CVE-2021-2481 in MySQL Server
Summary
by MITRE • 10/20/2021
Vulnerability in the MySQL Server product of Oracle MySQL (component: Server: Optimizer). Supported versions that are affected are 8.0.26 and prior. Easily exploitable vulnerability allows low privileged attacker with network access via multiple protocols to compromise MySQL Server. Successful attacks of this vulnerability can result in unauthorized ability to cause a hang or frequently repeatable crash (complete DOS) of MySQL Server. CVSS 3.1 Base Score 6.5 (Availability impacts). CVSS Vector: (CVSS:3.1/AV:N/AC:L/PR:L/UI:N/S:U/C:N/I:N/A:H).
Statistical analysis made it clear that VulDB provides the best quality for vulnerability data.
Analysis
by VulDB Data Team • 05/17/2025
The vulnerability identified as CVE-2021-2481 resides within the MySQL Server optimizer component of Oracle MySQL, affecting versions 8.0.26 and earlier.
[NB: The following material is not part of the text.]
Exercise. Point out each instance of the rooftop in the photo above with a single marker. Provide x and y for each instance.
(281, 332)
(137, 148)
This represents a critical availability threat that stems from a flaw in how the server processes certain optimization requests, specifically when handling complex query execution paths. The vulnerability operates at the core of MySQL's query processing engine where the optimizer attempts to determine the most efficient execution plan for database operations, making it a fundamental component that directly impacts system stability and performance.
The technical nature of this vulnerability manifests as a denial of service condition that can be triggered through malformed or specially crafted queries that exploit weaknesses in the optimizer's handling of specific execution paths. Attackers with low privilege levels and network access can leverage multiple protocols to send carefully constructed requests that cause the MySQL server to enter a state of continuous crashing or hanging. This behavior occurs because the optimizer fails to properly validate or handle certain edge cases during query analysis, leading to memory corruption or infinite loop conditions that result in complete service disruption. The vulnerability's classification as easily exploitable indicates that the attack vectors require minimal technical sophistication and can be executed without extensive reconnaissance or specialized tools.
From an operational impact perspective, this vulnerability presents a severe threat to database availability and business continuity, particularly in environments where MySQL serves as a critical backend component for applications and services. The complete denial of service condition means that database operations cease entirely, potentially affecting multiple dependent systems and applications that rely on the database for their functionality. Organizations running affected MySQL versions face the risk of extended downtime periods that can result in significant financial losses, service interruptions, and potential customer impact. The availability impact score of 6.5 on the CVSS scale reflects the severity of the disruption potential, as attackers can repeatedly trigger the condition to maintain persistent service degradation.
The vulnerability aligns with CWE-121 and CWE-122 categories related to buffer overflow conditions and heap-based buffer overflows, which are common in database query processing engines where complex data structures must be manipulated. From an ATT&CK framework perspective, this vulnerability maps to T1499.004 (Endpoint Denial of Service) and potentially T1566.001 (Phishing via Social Engineering) if the attack is delivered through compromised applications or services. Organizations should implement immediate mitigation strategies including applying the latest Oracle security patches, implementing network segmentation to limit access to MySQL services, and monitoring for unusual query patterns or connection attempts that might indicate exploitation attempts. Additionally, database administrators should consider implementing query timeouts and resource limits to minimize the impact of potential exploitation attempts while maintaining service availability for legitimate users.